Jacques Besson, chef du service de psychiatrie communautaire au Centre hospitalier universitaire du canton de Vaud (CHUV) à Lausanne, a choisi de faire le point sur cette relation entre corps et esprit avec la commission des sciences humaines de la Faculté de biologie et de médecine (FBM) de l'UNIL.
Il existe de nombreuses études épidémiologiques qui démontrent l'impact de la spiritualité sur la santé. Les unes montrent son caractère bénéfique, soulignant son rôle dans l'insertion communautaire, sa fonction de ressource interne ou les aspects d'hygiène de vie. A l'inverse, des études soulignent que certaines approches religieuses peuvent interférer avec les soins, faire hésiter des patients à aller consulter.
Les frontières doivent être claires entre médecine et spiritualité, mais investiguer pour trouver des ressources du côté de la spiritualité peut être intéressant.
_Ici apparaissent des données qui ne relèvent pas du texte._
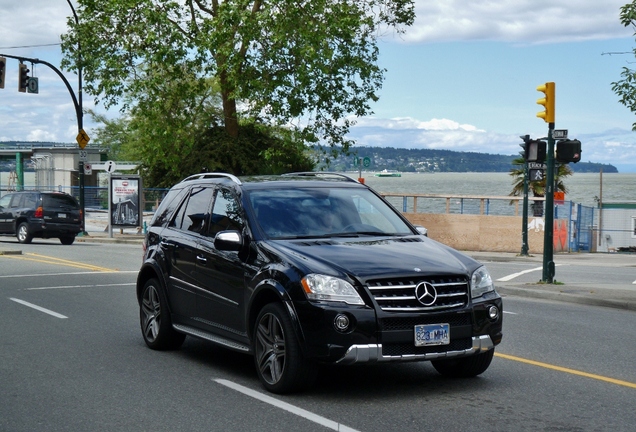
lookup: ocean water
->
[0,172,636,207]
[356,172,636,207]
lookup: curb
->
[495,286,636,311]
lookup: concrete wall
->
[404,213,544,254]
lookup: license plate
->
[415,324,450,346]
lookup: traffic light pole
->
[541,122,555,284]
[521,158,529,256]
[0,54,86,233]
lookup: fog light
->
[333,314,350,332]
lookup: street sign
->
[552,129,568,139]
[75,129,91,150]
[104,161,117,174]
[528,162,548,169]
[528,169,543,181]
[27,77,39,93]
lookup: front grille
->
[367,275,469,312]
[382,338,473,356]
[380,312,472,331]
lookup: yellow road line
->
[3,253,117,272]
[495,352,636,389]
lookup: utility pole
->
[537,82,555,284]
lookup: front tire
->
[252,303,317,393]
[16,222,33,244]
[431,348,495,378]
[139,279,185,350]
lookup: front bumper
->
[336,335,495,365]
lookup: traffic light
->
[18,63,29,93]
[537,82,555,123]
[0,57,7,88]
[519,135,547,163]
[557,140,581,163]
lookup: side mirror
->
[415,225,428,237]
[214,231,243,252]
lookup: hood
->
[267,236,480,279]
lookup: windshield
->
[249,187,413,238]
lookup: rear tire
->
[431,348,495,378]
[16,222,33,244]
[139,279,186,351]
[252,303,317,393]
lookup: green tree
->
[508,157,572,217]
[62,0,414,150]
[612,0,636,131]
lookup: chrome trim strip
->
[336,335,495,365]
[172,324,250,353]
[170,276,238,306]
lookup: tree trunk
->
[219,72,238,138]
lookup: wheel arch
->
[247,279,306,354]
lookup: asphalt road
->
[0,238,636,431]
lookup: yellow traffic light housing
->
[537,82,554,123]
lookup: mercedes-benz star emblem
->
[415,282,437,306]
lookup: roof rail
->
[182,173,241,184]
[281,171,360,183]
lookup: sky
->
[0,0,636,173]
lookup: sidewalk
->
[464,252,636,311]
[0,212,636,311]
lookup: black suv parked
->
[137,173,502,393]
[0,191,82,245]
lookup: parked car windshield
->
[42,194,79,209]
[249,186,413,238]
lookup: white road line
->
[9,297,68,318]
[25,283,136,291]
[0,270,139,279]
[214,379,358,432]
[497,264,558,282]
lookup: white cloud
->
[403,0,633,43]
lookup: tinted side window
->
[0,195,11,208]
[41,194,79,209]
[150,188,188,226]
[209,189,243,237]
[173,187,214,234]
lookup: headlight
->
[300,274,364,305]
[470,267,495,298]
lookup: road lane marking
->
[0,270,139,279]
[214,379,358,432]
[2,253,117,272]
[495,352,636,389]
[25,283,137,291]
[9,297,68,319]
[497,264,561,282]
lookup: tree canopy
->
[612,0,636,131]
[62,0,415,154]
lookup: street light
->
[66,0,86,235]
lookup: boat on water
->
[375,170,402,177]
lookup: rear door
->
[41,193,80,225]
[0,194,14,234]
[197,188,254,338]
[161,186,214,324]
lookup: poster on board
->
[109,175,141,227]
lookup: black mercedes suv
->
[137,173,502,393]
[0,191,82,245]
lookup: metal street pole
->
[66,0,86,235]
[541,122,555,284]
[521,158,529,256]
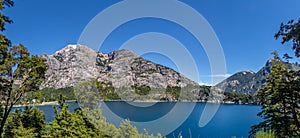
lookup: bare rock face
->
[43,45,100,89]
[43,45,198,89]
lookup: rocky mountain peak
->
[40,44,197,88]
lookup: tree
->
[3,107,46,137]
[250,54,300,137]
[275,19,300,57]
[48,96,105,138]
[0,0,47,136]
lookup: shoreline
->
[13,100,77,107]
[13,100,258,107]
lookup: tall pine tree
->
[250,54,300,138]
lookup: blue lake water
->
[12,102,261,138]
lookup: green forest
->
[0,0,300,138]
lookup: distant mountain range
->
[216,59,300,94]
[42,45,223,101]
[42,45,300,100]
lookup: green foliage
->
[250,55,300,137]
[275,19,300,57]
[4,95,162,138]
[223,92,257,104]
[0,0,47,136]
[47,96,103,137]
[4,107,46,137]
[255,130,275,138]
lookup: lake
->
[15,102,261,138]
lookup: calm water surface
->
[15,102,261,138]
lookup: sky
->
[4,0,300,84]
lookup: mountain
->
[42,45,223,100]
[43,45,198,88]
[216,58,300,94]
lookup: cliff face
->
[43,45,198,88]
[42,45,224,102]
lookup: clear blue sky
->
[5,0,300,84]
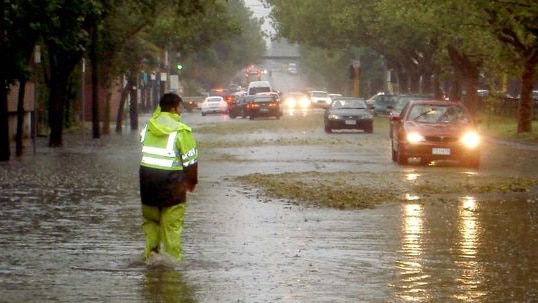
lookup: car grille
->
[425,136,458,142]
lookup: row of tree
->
[0,0,265,161]
[264,0,538,133]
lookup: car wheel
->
[396,151,408,165]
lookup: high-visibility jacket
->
[140,110,198,206]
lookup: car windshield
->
[394,96,427,113]
[332,99,368,109]
[407,104,469,123]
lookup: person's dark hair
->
[159,93,183,112]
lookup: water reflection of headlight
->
[461,131,480,148]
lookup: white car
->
[200,96,228,116]
[310,90,332,108]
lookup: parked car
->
[200,96,228,116]
[244,94,282,120]
[228,95,255,119]
[247,81,274,95]
[309,90,332,108]
[391,100,480,168]
[323,97,374,133]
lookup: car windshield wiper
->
[413,109,434,121]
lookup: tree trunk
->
[463,69,479,114]
[90,24,101,139]
[129,80,138,130]
[116,79,133,133]
[103,88,112,135]
[49,72,68,147]
[517,57,536,133]
[15,79,26,157]
[0,0,11,161]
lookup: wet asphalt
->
[0,113,538,303]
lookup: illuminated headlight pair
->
[460,131,480,148]
[406,131,480,148]
[286,98,297,107]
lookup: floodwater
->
[0,113,538,303]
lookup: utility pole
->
[353,59,361,97]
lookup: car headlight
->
[327,114,342,120]
[286,98,296,107]
[299,98,310,108]
[406,133,424,144]
[460,131,480,148]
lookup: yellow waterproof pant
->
[142,203,186,262]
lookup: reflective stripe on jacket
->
[140,128,183,170]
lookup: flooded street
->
[0,112,538,303]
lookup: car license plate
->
[432,147,450,156]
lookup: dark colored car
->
[244,95,282,120]
[323,97,374,133]
[228,95,255,119]
[372,95,396,115]
[391,100,480,168]
[387,95,432,138]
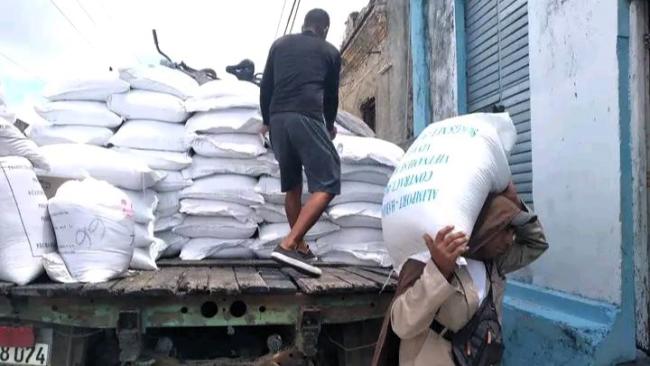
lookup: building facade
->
[410,0,650,365]
[340,0,412,146]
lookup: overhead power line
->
[284,0,297,36]
[274,0,287,39]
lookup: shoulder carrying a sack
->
[430,265,504,366]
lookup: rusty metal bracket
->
[115,310,142,362]
[296,307,321,357]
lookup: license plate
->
[0,343,50,366]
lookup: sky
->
[0,0,368,107]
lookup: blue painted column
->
[410,0,431,136]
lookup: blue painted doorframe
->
[410,0,431,136]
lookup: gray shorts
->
[270,112,341,195]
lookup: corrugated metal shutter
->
[465,0,533,204]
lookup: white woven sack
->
[334,135,404,167]
[111,147,192,171]
[29,125,113,146]
[36,144,162,190]
[331,181,385,205]
[181,174,264,205]
[156,230,190,257]
[34,101,122,128]
[192,133,266,159]
[109,119,194,152]
[341,163,394,186]
[120,66,199,99]
[154,191,181,217]
[185,108,262,134]
[107,90,189,122]
[180,238,255,260]
[0,117,50,169]
[180,198,260,222]
[43,72,129,102]
[153,213,185,233]
[187,155,279,179]
[48,178,134,283]
[382,113,517,269]
[0,156,56,285]
[253,202,289,224]
[122,189,158,224]
[153,170,192,192]
[173,216,257,239]
[327,202,381,229]
[185,79,260,112]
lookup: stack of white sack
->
[173,80,268,260]
[28,72,129,146]
[36,144,163,268]
[108,66,198,269]
[0,156,56,285]
[45,178,136,283]
[382,113,517,270]
[304,134,404,266]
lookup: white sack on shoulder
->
[120,66,199,99]
[36,144,162,190]
[328,202,381,229]
[180,238,255,260]
[43,72,129,102]
[107,90,189,122]
[185,108,262,134]
[48,179,134,283]
[331,181,385,205]
[187,155,280,179]
[0,156,56,285]
[122,189,158,224]
[382,113,517,269]
[34,101,122,128]
[334,135,404,167]
[181,174,264,205]
[192,133,266,159]
[173,216,257,239]
[29,125,113,146]
[0,117,50,170]
[111,147,192,171]
[185,79,260,112]
[180,198,259,222]
[109,119,194,152]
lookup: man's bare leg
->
[280,192,334,250]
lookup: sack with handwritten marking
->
[48,178,134,283]
[382,113,517,269]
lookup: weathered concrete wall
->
[427,0,458,123]
[340,0,412,144]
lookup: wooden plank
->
[327,268,381,292]
[234,267,269,293]
[282,268,354,295]
[142,268,186,296]
[11,282,83,297]
[178,267,210,294]
[257,267,298,293]
[208,267,240,295]
[111,271,158,295]
[80,279,121,296]
[345,267,397,291]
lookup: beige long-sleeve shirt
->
[391,221,548,366]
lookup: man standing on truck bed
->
[260,9,341,276]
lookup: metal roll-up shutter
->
[465,0,533,204]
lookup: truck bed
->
[0,260,396,329]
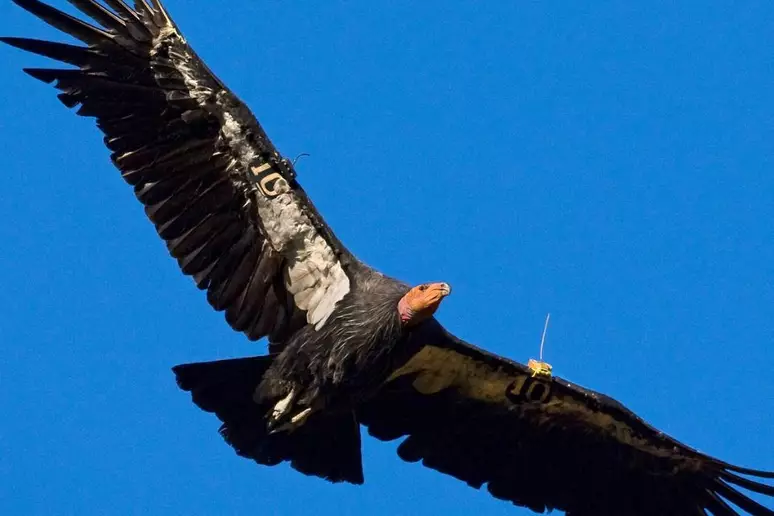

Le cycle de conférences veut justement poser ce genre de questions. Quelle formation pour les médecins, quels besoins spirituels ont les patients?
Les aumôneries dans les hôpitaux répondent partiellement aux besoins, car les hôpitaux ont beaucoup changé. Les durées de séjour y sont très courtes, les aumôneries y développent une approche interconfessionnelle. Il semble donc nécessaire de renforcer le dialogue entre soignants et aumôniers, qui sont à l'interface entre les patients et les soignants. Le cycle de conférences débattra de ce genre de questions. Par exemple, dans le domaine des soins palliatifs, faut-il davantage intégrer la question de la spiritualité? Concrètement, la question se pose déjà à l'entrée de l'hôpital: faut-il demander aux patients des précisions sur leur identité confessionnelle? Cela fait débat.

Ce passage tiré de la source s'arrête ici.